Generating affordable and more representative cardiotoxicity testing platforms is a must to increase public confidence in drugs simultaneous to solid economic growth. We aim to use micro-contact printing (μCP)-based "Single Cell Adhesion Dot Arrays" SCADA substrates with human cardiovascular phenotypes to develop a low-cost, high-throughput and easy-to-use system for human cardiotoxicity tracking.
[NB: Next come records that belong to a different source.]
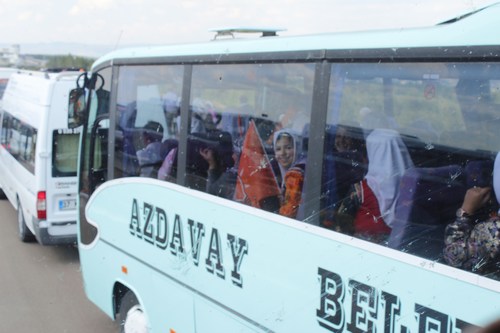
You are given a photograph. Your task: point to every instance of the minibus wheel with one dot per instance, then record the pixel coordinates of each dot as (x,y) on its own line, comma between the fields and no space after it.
(131,315)
(25,234)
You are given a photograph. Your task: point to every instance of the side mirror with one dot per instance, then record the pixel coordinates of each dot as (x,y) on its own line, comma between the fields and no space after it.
(76,107)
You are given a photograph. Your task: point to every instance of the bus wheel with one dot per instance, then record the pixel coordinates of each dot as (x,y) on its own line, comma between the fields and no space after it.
(24,233)
(132,317)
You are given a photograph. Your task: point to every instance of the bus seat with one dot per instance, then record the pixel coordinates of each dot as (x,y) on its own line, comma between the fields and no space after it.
(428,200)
(479,173)
(341,170)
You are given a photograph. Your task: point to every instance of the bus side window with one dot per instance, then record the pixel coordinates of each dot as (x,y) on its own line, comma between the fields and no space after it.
(99,159)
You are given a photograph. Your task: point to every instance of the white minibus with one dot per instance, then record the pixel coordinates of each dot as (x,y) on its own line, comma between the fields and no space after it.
(38,156)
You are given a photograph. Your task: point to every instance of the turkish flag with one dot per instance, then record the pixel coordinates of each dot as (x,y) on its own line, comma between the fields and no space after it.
(256,185)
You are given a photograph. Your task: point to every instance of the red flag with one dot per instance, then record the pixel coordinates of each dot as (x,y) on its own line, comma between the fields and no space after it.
(257,185)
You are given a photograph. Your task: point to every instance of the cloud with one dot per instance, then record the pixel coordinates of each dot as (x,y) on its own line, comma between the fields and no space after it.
(84,6)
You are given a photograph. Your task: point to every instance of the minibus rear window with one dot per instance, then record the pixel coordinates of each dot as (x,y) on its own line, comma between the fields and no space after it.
(65,154)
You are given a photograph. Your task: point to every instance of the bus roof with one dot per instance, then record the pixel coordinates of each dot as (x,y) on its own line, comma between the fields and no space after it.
(478,28)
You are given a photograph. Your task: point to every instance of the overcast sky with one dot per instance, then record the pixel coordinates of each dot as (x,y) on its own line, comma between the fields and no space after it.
(125,22)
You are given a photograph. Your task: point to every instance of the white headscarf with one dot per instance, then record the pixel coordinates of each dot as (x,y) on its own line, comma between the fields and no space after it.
(388,158)
(496,177)
(297,145)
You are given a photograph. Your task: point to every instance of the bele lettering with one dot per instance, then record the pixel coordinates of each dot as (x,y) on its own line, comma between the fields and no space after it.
(373,310)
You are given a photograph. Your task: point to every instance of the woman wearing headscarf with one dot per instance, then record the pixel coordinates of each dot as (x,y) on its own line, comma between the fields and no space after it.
(368,210)
(286,146)
(290,171)
(472,243)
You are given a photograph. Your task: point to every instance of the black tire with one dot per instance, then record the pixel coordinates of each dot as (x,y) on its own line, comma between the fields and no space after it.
(25,235)
(131,313)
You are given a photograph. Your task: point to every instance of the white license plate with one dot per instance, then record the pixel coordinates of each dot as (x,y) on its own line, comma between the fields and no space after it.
(67,204)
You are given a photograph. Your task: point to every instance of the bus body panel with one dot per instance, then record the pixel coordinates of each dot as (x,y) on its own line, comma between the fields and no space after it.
(262,283)
(477,29)
(37,104)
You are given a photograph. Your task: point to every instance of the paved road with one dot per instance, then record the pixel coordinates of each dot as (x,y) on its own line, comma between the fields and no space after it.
(41,287)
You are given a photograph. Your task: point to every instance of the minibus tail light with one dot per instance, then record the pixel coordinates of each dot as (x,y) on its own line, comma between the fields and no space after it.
(41,205)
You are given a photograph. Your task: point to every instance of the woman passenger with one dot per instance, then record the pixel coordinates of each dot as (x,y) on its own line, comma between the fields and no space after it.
(368,209)
(291,171)
(472,242)
(286,148)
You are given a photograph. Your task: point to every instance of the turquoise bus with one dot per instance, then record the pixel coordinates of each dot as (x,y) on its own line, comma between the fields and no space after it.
(295,184)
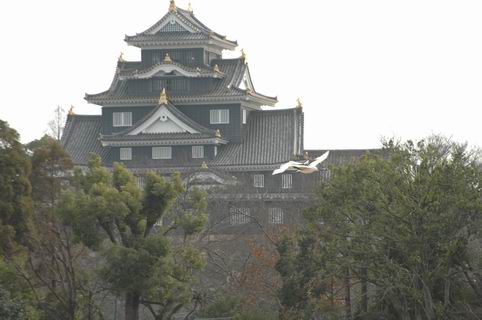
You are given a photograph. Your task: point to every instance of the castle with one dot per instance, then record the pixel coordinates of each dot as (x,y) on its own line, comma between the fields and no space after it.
(184,108)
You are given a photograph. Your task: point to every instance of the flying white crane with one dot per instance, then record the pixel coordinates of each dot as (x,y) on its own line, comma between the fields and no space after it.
(302,167)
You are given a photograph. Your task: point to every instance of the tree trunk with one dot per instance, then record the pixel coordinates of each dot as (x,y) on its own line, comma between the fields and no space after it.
(132,306)
(348,295)
(364,290)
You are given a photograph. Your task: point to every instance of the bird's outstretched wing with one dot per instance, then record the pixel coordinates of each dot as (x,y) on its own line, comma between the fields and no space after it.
(320,159)
(284,167)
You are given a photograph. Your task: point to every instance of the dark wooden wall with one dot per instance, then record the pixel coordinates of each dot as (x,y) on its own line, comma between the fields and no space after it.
(201,114)
(137,114)
(181,156)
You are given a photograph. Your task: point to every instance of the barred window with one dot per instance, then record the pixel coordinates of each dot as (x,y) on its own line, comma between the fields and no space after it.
(161,152)
(141,182)
(275,216)
(259,180)
(239,216)
(325,174)
(219,116)
(125,154)
(197,152)
(122,119)
(286,181)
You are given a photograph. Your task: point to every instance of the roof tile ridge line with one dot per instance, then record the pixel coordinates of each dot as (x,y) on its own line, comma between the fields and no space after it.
(190,17)
(227,59)
(188,22)
(231,82)
(112,86)
(155,25)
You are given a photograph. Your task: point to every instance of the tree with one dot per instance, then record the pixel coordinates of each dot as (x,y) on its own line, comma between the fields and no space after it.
(56,125)
(403,224)
(56,269)
(15,190)
(50,169)
(146,266)
(10,309)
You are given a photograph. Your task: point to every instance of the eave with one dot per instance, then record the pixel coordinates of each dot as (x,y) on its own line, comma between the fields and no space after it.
(152,142)
(168,68)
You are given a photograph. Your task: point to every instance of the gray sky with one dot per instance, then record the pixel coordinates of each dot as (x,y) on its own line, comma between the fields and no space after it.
(364,69)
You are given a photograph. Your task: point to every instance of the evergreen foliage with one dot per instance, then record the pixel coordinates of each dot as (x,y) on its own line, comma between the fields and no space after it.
(391,236)
(110,213)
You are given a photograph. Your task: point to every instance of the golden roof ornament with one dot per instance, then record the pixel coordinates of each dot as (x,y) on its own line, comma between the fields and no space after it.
(243,55)
(163,97)
(172,6)
(167,59)
(121,57)
(299,104)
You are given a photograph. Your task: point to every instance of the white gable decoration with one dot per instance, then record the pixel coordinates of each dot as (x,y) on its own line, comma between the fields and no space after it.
(173,24)
(246,83)
(162,121)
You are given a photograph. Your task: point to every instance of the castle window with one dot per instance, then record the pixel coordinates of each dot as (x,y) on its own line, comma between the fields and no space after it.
(286,181)
(161,152)
(275,216)
(259,180)
(197,152)
(141,182)
(159,223)
(122,119)
(125,154)
(239,216)
(325,174)
(220,116)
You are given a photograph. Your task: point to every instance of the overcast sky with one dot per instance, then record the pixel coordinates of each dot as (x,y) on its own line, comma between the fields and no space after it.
(364,69)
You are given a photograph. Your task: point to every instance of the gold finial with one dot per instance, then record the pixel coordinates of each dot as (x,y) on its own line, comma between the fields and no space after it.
(163,97)
(243,55)
(172,6)
(167,59)
(299,104)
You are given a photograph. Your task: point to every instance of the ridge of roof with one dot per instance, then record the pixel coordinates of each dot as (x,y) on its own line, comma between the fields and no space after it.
(177,113)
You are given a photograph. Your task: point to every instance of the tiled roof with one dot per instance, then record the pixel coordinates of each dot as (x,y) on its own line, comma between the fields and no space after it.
(227,87)
(202,31)
(337,157)
(269,139)
(81,137)
(178,114)
(200,71)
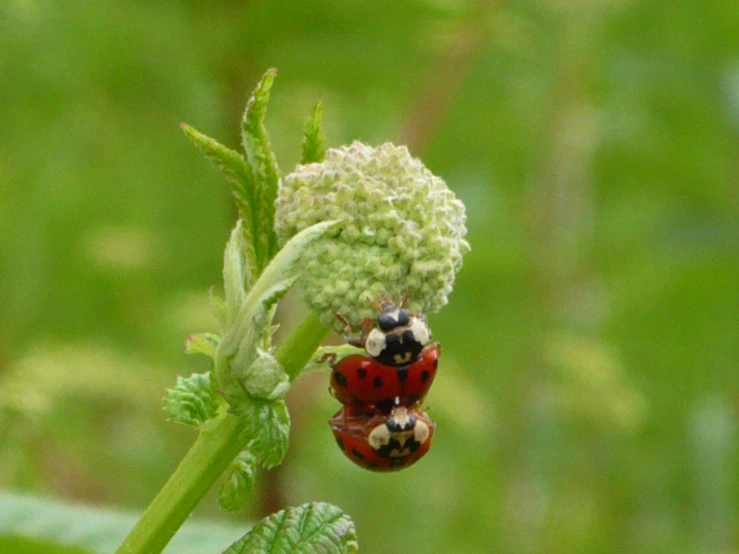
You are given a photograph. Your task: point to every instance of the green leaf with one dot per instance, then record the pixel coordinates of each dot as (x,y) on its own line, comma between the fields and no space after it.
(238,348)
(240,176)
(327,354)
(262,160)
(94,530)
(239,483)
(267,424)
(202,343)
(314,141)
(266,379)
(308,529)
(192,401)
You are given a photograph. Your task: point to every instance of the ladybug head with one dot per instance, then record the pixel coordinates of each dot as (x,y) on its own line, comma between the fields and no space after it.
(401,435)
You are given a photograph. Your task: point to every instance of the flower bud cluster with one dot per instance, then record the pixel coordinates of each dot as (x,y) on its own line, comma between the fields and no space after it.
(403,231)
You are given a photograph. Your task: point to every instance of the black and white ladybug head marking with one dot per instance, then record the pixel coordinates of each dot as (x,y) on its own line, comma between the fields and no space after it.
(401,435)
(399,336)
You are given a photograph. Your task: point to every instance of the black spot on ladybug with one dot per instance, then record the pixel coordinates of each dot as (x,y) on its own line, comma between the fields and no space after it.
(386,450)
(386,322)
(385,405)
(403,374)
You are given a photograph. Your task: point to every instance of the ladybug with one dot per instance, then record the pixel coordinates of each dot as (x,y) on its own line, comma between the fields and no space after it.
(364,383)
(383,442)
(396,337)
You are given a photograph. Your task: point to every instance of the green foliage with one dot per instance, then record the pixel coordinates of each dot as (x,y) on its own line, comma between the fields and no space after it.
(307,529)
(314,141)
(264,165)
(239,484)
(31,524)
(246,337)
(267,427)
(193,400)
(594,145)
(253,179)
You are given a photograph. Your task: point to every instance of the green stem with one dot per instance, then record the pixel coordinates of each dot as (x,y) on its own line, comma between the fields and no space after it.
(219,442)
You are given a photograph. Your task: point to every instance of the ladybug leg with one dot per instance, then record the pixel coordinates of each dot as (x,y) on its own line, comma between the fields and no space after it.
(404,298)
(367,325)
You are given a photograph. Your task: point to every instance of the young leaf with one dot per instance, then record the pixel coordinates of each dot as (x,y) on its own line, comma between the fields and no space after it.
(240,176)
(268,425)
(237,350)
(192,401)
(262,160)
(202,343)
(96,530)
(328,354)
(307,529)
(314,141)
(239,483)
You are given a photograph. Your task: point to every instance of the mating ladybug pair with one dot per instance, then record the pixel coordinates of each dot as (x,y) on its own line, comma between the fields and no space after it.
(381,426)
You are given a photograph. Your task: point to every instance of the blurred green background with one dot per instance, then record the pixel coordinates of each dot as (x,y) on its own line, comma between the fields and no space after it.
(588,398)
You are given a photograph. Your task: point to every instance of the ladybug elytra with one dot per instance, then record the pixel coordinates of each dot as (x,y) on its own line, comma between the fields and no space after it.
(364,383)
(383,442)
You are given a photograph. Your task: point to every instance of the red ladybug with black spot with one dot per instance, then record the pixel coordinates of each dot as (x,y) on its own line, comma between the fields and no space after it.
(382,442)
(395,338)
(365,384)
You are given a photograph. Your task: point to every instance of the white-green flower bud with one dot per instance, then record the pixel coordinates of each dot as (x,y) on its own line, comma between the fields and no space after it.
(403,233)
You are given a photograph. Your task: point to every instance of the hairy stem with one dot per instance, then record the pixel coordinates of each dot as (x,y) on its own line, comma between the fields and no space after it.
(218,443)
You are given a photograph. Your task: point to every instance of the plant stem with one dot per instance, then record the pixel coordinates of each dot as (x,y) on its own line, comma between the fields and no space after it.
(219,442)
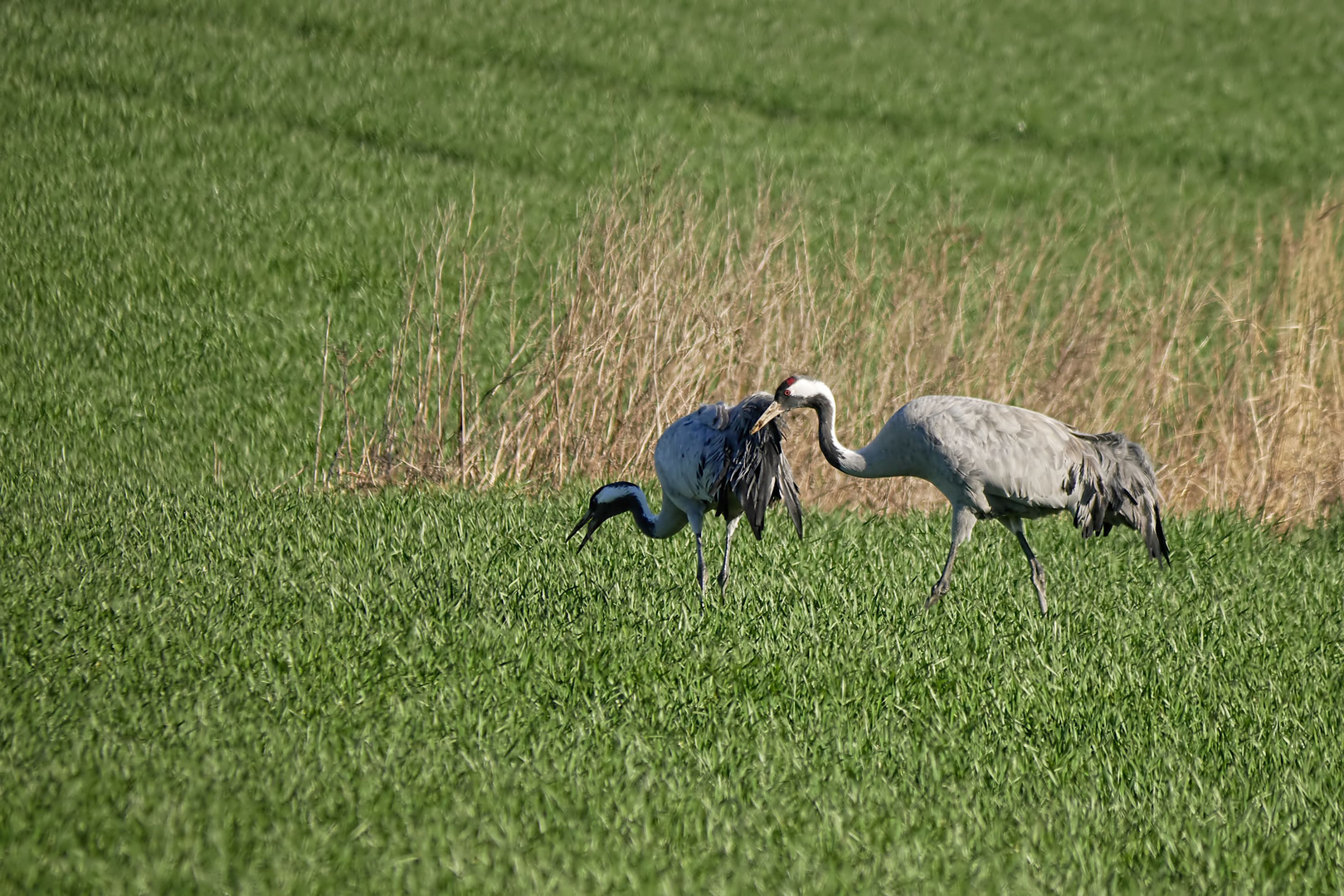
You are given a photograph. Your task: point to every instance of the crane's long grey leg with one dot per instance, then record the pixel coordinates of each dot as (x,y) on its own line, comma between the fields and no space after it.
(962,522)
(728,548)
(1038,572)
(696,524)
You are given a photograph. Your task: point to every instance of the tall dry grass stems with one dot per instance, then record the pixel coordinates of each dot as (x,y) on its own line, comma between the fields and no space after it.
(1233,379)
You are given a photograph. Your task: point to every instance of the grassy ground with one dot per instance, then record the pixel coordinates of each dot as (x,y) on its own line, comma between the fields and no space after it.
(210,687)
(304,694)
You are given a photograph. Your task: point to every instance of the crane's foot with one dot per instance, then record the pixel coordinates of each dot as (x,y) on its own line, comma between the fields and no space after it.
(936,596)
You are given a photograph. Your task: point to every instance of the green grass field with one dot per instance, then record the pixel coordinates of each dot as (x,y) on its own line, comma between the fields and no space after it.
(212,684)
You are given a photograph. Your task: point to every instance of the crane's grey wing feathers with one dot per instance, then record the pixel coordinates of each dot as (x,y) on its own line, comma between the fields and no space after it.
(689,455)
(1116,485)
(757,470)
(1015,462)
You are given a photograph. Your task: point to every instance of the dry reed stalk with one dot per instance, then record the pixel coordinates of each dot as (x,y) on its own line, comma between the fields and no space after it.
(1234,381)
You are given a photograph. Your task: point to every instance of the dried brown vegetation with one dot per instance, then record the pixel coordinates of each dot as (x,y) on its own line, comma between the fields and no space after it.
(1230,370)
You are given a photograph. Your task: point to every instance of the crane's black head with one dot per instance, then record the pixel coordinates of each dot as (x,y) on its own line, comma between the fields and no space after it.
(611,500)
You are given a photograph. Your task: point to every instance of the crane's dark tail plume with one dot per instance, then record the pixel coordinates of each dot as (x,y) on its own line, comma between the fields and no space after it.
(1118,486)
(757,470)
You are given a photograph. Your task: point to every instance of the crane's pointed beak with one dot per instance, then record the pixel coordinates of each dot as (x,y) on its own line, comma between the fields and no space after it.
(771,412)
(589,519)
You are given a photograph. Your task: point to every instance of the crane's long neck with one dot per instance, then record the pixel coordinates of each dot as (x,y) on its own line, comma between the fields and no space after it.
(667,523)
(836,455)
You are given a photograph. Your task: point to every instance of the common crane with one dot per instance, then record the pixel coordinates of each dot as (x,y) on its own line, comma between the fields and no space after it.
(996,462)
(717,458)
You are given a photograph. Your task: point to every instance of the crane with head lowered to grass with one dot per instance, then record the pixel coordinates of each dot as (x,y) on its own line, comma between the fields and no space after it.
(996,462)
(717,458)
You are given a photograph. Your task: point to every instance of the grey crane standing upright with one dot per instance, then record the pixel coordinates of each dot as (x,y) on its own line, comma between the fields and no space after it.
(996,462)
(717,458)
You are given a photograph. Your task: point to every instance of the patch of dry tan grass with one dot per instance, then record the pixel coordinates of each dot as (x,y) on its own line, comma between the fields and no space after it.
(1233,381)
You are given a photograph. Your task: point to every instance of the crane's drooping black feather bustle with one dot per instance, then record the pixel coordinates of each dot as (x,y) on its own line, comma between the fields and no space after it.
(756,469)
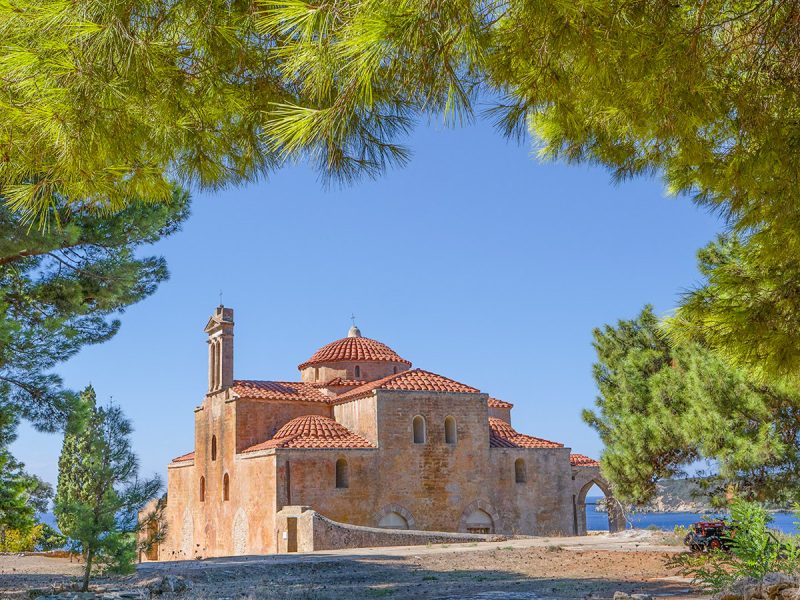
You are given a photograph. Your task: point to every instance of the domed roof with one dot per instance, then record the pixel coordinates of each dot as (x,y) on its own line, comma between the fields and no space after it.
(312,431)
(354,348)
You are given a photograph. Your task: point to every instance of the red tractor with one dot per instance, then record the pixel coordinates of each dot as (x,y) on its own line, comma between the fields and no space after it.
(709,535)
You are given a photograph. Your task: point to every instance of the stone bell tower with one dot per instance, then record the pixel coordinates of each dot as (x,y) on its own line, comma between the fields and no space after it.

We use small molecule-based differentiation protocols to obtain highly-pure cardiomyocytes (hiPSC-CMs) and smooth muscle cells (hiPSC-SMCs), as defined by FACS, IF and RT-qPCR for specific markers. Micropatterned SCADAs were tuned to match the specific biological requirements of these cells. Hence, geometry, size and distribution of protein patterns in combination with diverse cell density plating conditions, drove for 45x25µm Matrigel rectangular dots as the best design for hiPSC-CMs while collagen type I rectangular dots of bigger dimensions (90x30µm) were employed to contain hiPSC-SMCs. Under these conditions, 70-85% of initial dot array occupancy (DAO) was achieved, providing over a thousand cells (events) per SCADA that can be counted for high sensitivity.
Exposure to the cardiotoxic drugs doxorubicin or epirubicin at different concentrations elicited a drastic DAO decrease on 5 different hiPSC lines-derived phenotypes. A robust evaluation of the effect experienced with accumulative doses of both drugs throughout 24h of exposition allowed for the detection of changes in cellular response at several levels: gender, pathological condition, cellular phenotypes and drugs.
This work lays the foundations for uncovering phenotype-specific drug sensitivity, opening the way to high throughput analysis using microfluidics miniaturization, allowing the decrease of sampling volumes and cellular input and specialized equipment.